Taliban stürmen das Intercontinental in Kabul – erst ein Nato-Hubschrauber kann die schwer bewaffneten Angreifer stoppen

Vier, fünf Stunden kauerte Saiz Ahmed in Todesangst in der Ecke seines stockfinsteren Hotelzimmers, während sich draußen im Flur Sicherheitskräfte und Taliban-Kämpfer Gefechte lieferten. Immer wieder hätten Explosionen das Gebäude erschüttert, erzählte der amerikanische Student später US-Reportern. „Der ganze Boden bebte.
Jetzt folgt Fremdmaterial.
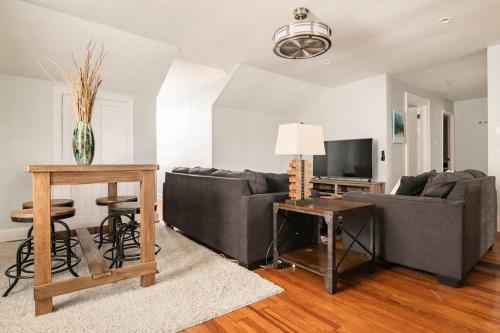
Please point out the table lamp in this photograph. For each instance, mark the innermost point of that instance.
(300, 139)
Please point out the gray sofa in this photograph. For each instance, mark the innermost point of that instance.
(446, 237)
(224, 214)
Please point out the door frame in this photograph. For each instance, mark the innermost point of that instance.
(426, 130)
(451, 137)
(59, 91)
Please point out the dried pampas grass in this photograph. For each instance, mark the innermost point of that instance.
(84, 80)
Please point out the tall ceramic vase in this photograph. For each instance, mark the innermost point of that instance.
(83, 143)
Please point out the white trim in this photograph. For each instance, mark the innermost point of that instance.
(451, 136)
(426, 130)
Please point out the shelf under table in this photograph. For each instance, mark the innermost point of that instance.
(314, 258)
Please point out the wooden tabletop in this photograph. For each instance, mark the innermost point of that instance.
(90, 168)
(322, 205)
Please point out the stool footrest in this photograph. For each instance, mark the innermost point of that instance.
(97, 265)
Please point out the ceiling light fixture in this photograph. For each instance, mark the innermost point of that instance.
(302, 39)
(445, 20)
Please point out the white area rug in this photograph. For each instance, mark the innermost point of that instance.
(194, 285)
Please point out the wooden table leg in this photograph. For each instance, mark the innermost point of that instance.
(112, 192)
(42, 237)
(147, 224)
(331, 271)
(275, 236)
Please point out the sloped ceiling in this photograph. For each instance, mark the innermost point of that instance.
(370, 37)
(253, 89)
(30, 35)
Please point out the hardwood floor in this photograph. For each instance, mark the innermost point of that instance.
(394, 299)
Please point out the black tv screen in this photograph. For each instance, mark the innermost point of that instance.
(345, 158)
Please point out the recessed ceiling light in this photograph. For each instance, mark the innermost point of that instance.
(445, 20)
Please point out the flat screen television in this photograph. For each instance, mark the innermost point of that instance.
(345, 159)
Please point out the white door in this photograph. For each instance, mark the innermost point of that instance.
(112, 124)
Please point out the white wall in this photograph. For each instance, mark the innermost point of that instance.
(494, 114)
(247, 114)
(471, 134)
(245, 139)
(396, 152)
(26, 134)
(354, 111)
(184, 116)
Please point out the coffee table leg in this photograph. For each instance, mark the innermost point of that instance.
(275, 236)
(147, 225)
(331, 271)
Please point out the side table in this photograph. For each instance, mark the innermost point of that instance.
(325, 259)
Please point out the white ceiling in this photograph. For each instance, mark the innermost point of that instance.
(33, 37)
(399, 37)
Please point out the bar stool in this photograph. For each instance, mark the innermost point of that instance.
(128, 234)
(109, 236)
(22, 269)
(58, 203)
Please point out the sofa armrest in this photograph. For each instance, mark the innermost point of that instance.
(205, 208)
(257, 228)
(419, 232)
(257, 225)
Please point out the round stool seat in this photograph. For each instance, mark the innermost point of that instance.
(26, 215)
(106, 201)
(126, 208)
(53, 203)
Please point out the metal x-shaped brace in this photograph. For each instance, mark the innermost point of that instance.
(354, 240)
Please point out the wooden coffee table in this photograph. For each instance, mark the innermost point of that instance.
(325, 259)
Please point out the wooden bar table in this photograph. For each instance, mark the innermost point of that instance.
(46, 175)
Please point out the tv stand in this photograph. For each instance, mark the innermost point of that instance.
(336, 187)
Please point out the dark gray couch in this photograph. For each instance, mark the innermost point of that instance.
(221, 212)
(446, 237)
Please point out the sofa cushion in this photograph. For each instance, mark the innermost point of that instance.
(256, 180)
(202, 171)
(414, 185)
(440, 185)
(476, 173)
(276, 182)
(181, 170)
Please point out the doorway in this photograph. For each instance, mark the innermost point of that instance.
(448, 141)
(417, 134)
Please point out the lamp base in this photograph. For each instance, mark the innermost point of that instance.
(300, 176)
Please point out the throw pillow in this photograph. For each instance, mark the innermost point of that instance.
(277, 182)
(440, 185)
(414, 185)
(256, 183)
(202, 171)
(181, 170)
(476, 173)
(260, 182)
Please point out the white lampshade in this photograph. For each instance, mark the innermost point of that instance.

Ich dachte, das war’s.“ Im Schein seines Handys kritzelte er sein Testament auf einen Zettel und betete. Ahmed hatte Glück – er überlebte den spektakulären Terrorangriff der Taliban auf das staatliche Kabuler Luxushotel Intercontinental in der Nacht zum Mittwoch. Doch 13 andere Menschen, darunter ein Spanier und zwei Polizisten, kamen ums Leben. Auch neun Angreifer wurden getötet. Die Isaf musste mit einem Hubschrauber und Soldaten zur Hilfe eilen, um die Attacke niederzuschlagen.
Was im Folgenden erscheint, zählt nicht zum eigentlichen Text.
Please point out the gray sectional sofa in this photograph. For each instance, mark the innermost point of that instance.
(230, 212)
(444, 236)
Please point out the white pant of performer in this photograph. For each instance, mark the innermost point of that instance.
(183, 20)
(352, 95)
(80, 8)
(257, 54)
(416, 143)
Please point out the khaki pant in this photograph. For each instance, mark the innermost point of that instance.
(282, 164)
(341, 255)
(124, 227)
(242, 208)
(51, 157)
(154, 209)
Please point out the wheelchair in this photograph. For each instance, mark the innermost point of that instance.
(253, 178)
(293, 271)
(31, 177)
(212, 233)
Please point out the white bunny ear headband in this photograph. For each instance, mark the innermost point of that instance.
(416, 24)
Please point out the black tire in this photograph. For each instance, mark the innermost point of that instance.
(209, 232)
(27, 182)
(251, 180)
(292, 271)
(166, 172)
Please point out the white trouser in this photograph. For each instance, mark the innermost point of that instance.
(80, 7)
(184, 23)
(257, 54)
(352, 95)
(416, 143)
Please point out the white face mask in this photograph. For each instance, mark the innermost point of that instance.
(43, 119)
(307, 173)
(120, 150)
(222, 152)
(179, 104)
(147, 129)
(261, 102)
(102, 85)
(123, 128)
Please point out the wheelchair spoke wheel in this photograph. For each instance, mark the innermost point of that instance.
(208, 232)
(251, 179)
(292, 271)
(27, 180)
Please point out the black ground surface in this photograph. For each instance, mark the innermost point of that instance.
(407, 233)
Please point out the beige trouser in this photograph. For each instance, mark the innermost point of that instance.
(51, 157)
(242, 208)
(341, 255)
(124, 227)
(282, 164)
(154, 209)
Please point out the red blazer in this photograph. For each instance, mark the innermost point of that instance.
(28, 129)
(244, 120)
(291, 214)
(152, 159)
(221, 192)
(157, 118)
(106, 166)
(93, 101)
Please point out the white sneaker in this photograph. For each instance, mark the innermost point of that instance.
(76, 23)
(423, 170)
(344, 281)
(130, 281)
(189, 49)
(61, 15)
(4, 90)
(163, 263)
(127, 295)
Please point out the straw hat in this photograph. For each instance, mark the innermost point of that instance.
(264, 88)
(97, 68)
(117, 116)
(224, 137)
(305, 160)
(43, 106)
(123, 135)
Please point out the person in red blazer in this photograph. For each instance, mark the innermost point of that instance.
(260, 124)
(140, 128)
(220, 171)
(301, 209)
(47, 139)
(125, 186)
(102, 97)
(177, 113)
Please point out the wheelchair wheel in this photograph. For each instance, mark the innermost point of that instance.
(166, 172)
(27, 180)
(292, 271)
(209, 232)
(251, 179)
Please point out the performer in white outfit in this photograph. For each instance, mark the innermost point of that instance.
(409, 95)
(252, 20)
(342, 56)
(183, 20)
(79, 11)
Wieder haben die Taliban mitten in der Hauptstadt Kabul zugeschlagen – und das nur wenige Wochen, bevor in den ersten sieben Regionen des Landes afghanische Sicherheitskräfte die Verantwortung übernehmen sollen.

Die Militanten wollen offenbar Zweifel schüren, ob Afghanistans Polizei und Militär in der Lage sind, für Sicherheit am Hindukusch zu sorgen. Und das gelingt ihnen trefflich. Unter den Afghanen wächst die Angst vor einem neuen Bürgerkrieg. Wie prekär die Lage ist, zeigt schon, dass es den Tätern gelang, in das Luxushotel einzudringen, das gerne von der Regierung und Ausländern genutzt wird. „Wir glauben, es gab eine Lücke in der Sicherheit“, sagte der Sprecher des Geheimdienstes NDS, Lutfullah Mashal.

Mehr als sechs Stunden dauerte es, bis der Spuk vorbei war. Gegen 22 Uhr drangen die mindestens neun Täter – bewaffnet mit Raketenwerfern und Sprengstoffwesten – in das Hotel auf einem Hügel bei Kabul ein. Angeblich kamen einige durch den Haupteingang, andere dagegen von der Hinterseite des Gebäudes. Das Hotel war zu diesem Zeitpunkt gut besucht, in einem der Restaurants tafelte eine afghanische Hochzeitsgesellschaft. Erst am Vortag hatte zudem die Kontaktgruppe der Afpak-Sondergesandten von 50 Ländern dort getagt. Am Mittwoch selbst war eine Regierungskonferenz zur Übergabe der Sicherheitsverantwortung an die Afghanen geplant, einige Teilnehmer aus den Provinzen waren schon da.

Im Hotel brach Panik aus, als sich ein oder mehrere der Täter selbst in die Luft sprengten, andere lieferten sich Schusswechsel mit Sicherheitskräften. Der Strom wurde gekappt, Flammen loderten aus den oberen Stockwerken des Gebäudes. Die letzten drei Militanten flüchteten aufs Dach des Gebäudes. Die Isaf kam mit einem Hubschrauber zur Hilfe, damit Scharfschützen aus der Luft auf die Männer feuern konnten. Erst am frühen Morgen war die Lage wieder unter Kontrolle. Die Taliban bekannten sich zu dem Anschlag. Ihr Sprecher behauptete, die Attentäter hätten Zimmer für Zimmer gezielt nach Ausländern durchkämmt – auch die Militanten wissen inzwischen, dass ihre Anschläge weit größere Aufmerksamkeit im Westen erregen, wenn Ausländer tatsächliches oder vermeintliches Ziel sind.

Der Anschlag habe anscheinend dem Regierungstreffen gegolten, das sich mit der Übergabe der Sicherheit an die Afghanen befassen sollte, meinte das Afghanistan Analyst Network. Die Gouverneure einiger Nordprovinzen seien bereits angereist gewesen, auch ausländische Teilnehmer seien erwartet worden.

Das fügt sich in das jüngste Bild ein. Seit Monaten attackierten die Taliban immer wieder die afghanischen Sicherheitskräfte – bevorzugt auch in jenen Gebieten, die nun als erste von der Isaf übergeben werden sollen. Damit wollen die Taliban offenbar Sicherheitskräfte und Bevölkerung zermürben und das Isaf-Konzept durchkreuzen. Die Isaf will die afghanischen Sicherheitskräfte auf mehr als 300 000 aufstocken, damit die ausländischen Truppen schrittweise abziehen können.

Doch die Skepsis wächst, ob Afghanistan der Aufgabe bereits gewachsen ist. Der neue Isaf-Sprecher, Bundeswehr-Brigadegeneral Carsten Jacobson, mühte sich dagegen, die Zweifel zu zerstreuen. Die afghanischen Sicherheitskräfte „haben das hervorragend gemacht“, erklärte er. Die Isaf habe nur eine „Unterstützerrolle“ gehabt.